Abstract: Objective: To evaluate the safety and antiviral activity of different dose levels of the HIV protease inhibitor ABT-378 combined with low-dose ritonavir, plus stavudine and lamivudine in antiretroviral-naive individuals. Design: Prospective, randomized, double-blind, multicenter. Methods: Eligible patients with plasma HIV-1 RNA > 5000 copies/ml received ART378 200 or 400 mg with ritonavir 100 mg every 12 h; after 3 weeks stavudine 40 mg and lamivudine 150 mg every 12 h were added (group I, n = 32).

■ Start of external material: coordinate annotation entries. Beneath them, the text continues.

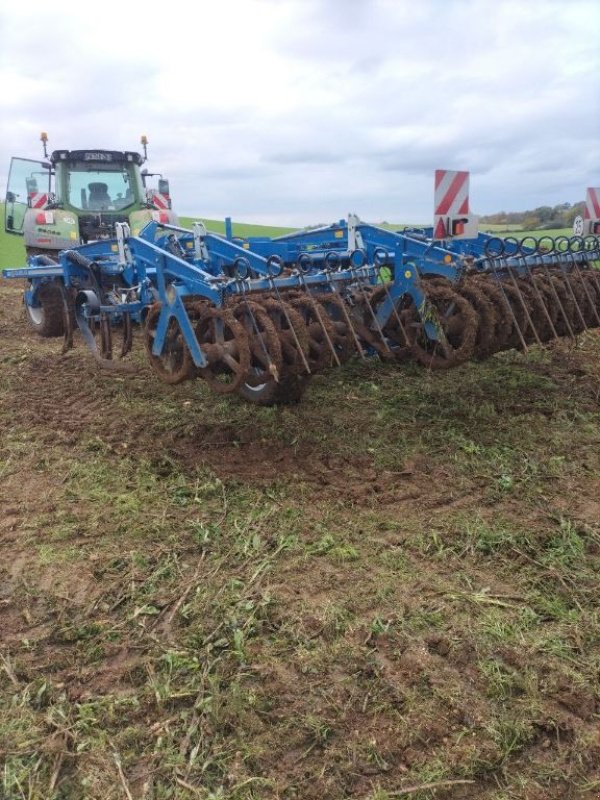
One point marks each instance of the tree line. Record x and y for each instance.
(542, 218)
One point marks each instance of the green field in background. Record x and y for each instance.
(12, 251)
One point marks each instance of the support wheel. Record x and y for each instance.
(47, 319)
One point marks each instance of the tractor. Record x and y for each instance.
(73, 198)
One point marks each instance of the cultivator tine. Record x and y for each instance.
(367, 333)
(317, 311)
(127, 340)
(272, 366)
(221, 309)
(67, 323)
(540, 298)
(524, 305)
(386, 290)
(515, 321)
(348, 319)
(567, 281)
(584, 286)
(282, 303)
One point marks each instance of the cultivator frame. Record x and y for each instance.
(259, 316)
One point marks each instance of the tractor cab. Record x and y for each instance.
(77, 196)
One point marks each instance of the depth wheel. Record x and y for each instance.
(47, 319)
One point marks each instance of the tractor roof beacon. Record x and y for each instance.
(77, 196)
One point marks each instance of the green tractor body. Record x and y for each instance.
(77, 196)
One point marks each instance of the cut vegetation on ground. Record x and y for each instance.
(390, 590)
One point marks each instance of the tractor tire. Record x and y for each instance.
(47, 320)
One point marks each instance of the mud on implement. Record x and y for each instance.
(261, 316)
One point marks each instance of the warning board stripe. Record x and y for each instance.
(452, 188)
(592, 204)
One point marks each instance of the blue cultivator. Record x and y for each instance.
(260, 316)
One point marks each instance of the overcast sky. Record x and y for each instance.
(299, 111)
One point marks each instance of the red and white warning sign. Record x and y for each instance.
(590, 222)
(451, 216)
(592, 204)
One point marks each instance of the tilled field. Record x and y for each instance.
(388, 590)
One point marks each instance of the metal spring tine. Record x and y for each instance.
(593, 271)
(539, 296)
(244, 294)
(574, 298)
(289, 322)
(68, 324)
(127, 335)
(319, 317)
(510, 308)
(536, 289)
(524, 304)
(555, 293)
(348, 319)
(576, 269)
(570, 287)
(396, 314)
(373, 315)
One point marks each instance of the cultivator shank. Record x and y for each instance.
(261, 316)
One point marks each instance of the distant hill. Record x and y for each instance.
(542, 218)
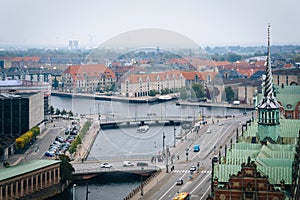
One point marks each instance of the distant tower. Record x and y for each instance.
(268, 107)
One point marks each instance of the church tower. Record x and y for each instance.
(268, 107)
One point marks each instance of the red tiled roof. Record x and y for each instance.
(190, 75)
(206, 74)
(135, 78)
(90, 70)
(36, 59)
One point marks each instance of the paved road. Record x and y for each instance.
(198, 183)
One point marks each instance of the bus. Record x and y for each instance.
(182, 196)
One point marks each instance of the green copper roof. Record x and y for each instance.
(25, 168)
(289, 95)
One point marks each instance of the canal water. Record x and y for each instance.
(126, 141)
(110, 186)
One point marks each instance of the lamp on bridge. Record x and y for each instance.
(164, 137)
(187, 154)
(142, 192)
(74, 192)
(167, 159)
(174, 136)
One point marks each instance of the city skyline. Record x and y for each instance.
(92, 23)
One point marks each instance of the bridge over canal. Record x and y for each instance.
(168, 120)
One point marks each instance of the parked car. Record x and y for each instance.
(59, 139)
(179, 182)
(193, 168)
(215, 159)
(106, 165)
(127, 164)
(142, 164)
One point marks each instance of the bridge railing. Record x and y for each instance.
(147, 118)
(122, 158)
(115, 169)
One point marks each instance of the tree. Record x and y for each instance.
(57, 111)
(66, 169)
(70, 113)
(233, 57)
(152, 93)
(165, 91)
(63, 112)
(51, 110)
(183, 93)
(198, 90)
(229, 94)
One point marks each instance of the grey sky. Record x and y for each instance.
(207, 22)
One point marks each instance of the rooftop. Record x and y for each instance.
(25, 168)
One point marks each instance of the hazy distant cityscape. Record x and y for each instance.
(134, 100)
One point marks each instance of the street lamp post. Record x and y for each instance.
(74, 186)
(187, 154)
(142, 192)
(164, 137)
(167, 160)
(174, 136)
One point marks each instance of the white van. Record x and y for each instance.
(127, 164)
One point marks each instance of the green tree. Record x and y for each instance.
(70, 113)
(57, 111)
(63, 112)
(183, 93)
(165, 91)
(152, 93)
(233, 57)
(66, 169)
(51, 110)
(198, 90)
(229, 94)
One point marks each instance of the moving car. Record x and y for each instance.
(142, 164)
(215, 159)
(193, 168)
(106, 165)
(127, 164)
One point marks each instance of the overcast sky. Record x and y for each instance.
(92, 22)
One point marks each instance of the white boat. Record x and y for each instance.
(143, 129)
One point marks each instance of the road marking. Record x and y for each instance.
(169, 189)
(188, 171)
(200, 183)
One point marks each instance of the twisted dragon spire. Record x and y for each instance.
(268, 100)
(269, 79)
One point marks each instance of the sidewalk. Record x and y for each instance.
(84, 148)
(17, 158)
(147, 188)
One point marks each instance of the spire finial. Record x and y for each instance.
(269, 78)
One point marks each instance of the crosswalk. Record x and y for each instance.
(188, 171)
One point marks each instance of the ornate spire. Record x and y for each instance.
(268, 100)
(269, 78)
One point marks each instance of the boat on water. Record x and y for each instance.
(164, 98)
(143, 129)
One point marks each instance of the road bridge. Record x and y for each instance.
(167, 120)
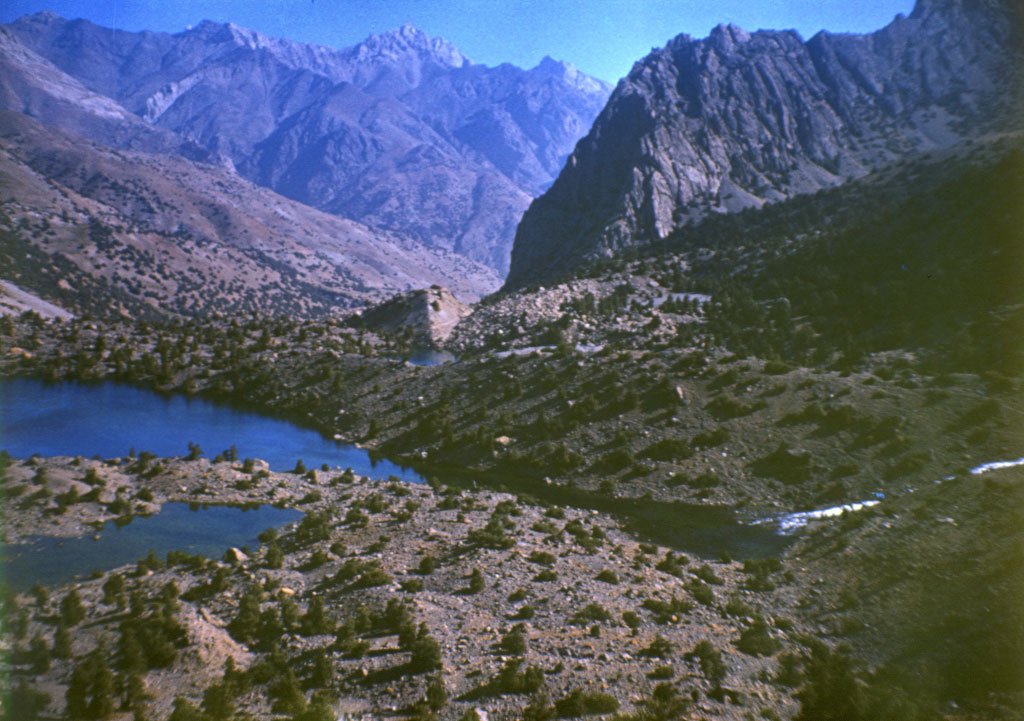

A second group initiated treatment with ABT-378 400 mg and ritonavir 100 or 200 mg plus stavudine and lamivudine every 12 h (group II, n = 68). Results: Mean baseline HIV-1 RNA was 4.9 logic copies/ml in both groups and CD4 cell count was 398 X 10 6 /l and 310 X 10 6 /l in Groups I and II respectively, In the intent-to-treat (ITT; missing value = failure) analysis at 48 weeks, HIV-1 RNA was < 400 copies/ml for 91% (< 50 copies/ml, 75%) and 82% (<50 copies/ml, 79%) of patients in groups I and II respectively. Mean steady-state ABT-378 trough concentrations exceeded the wild-type HIV-1 EC 50 (effective concentration to inhibit 50%) by 50-100-fold. The most common adverse events were abnormal stools, diarrhea and nausea. No patient discontinued before 48 weeks because of treatment-related toxicity or virologic rebound. Conclusions: ABT-378 is a potent, well-tolerated protease inhibitor. The activity and durable suppression of HIV-1 observed in this study is probably attributable to the observed tolerability profile and the achievement of high ABT-378 plasma concentrations.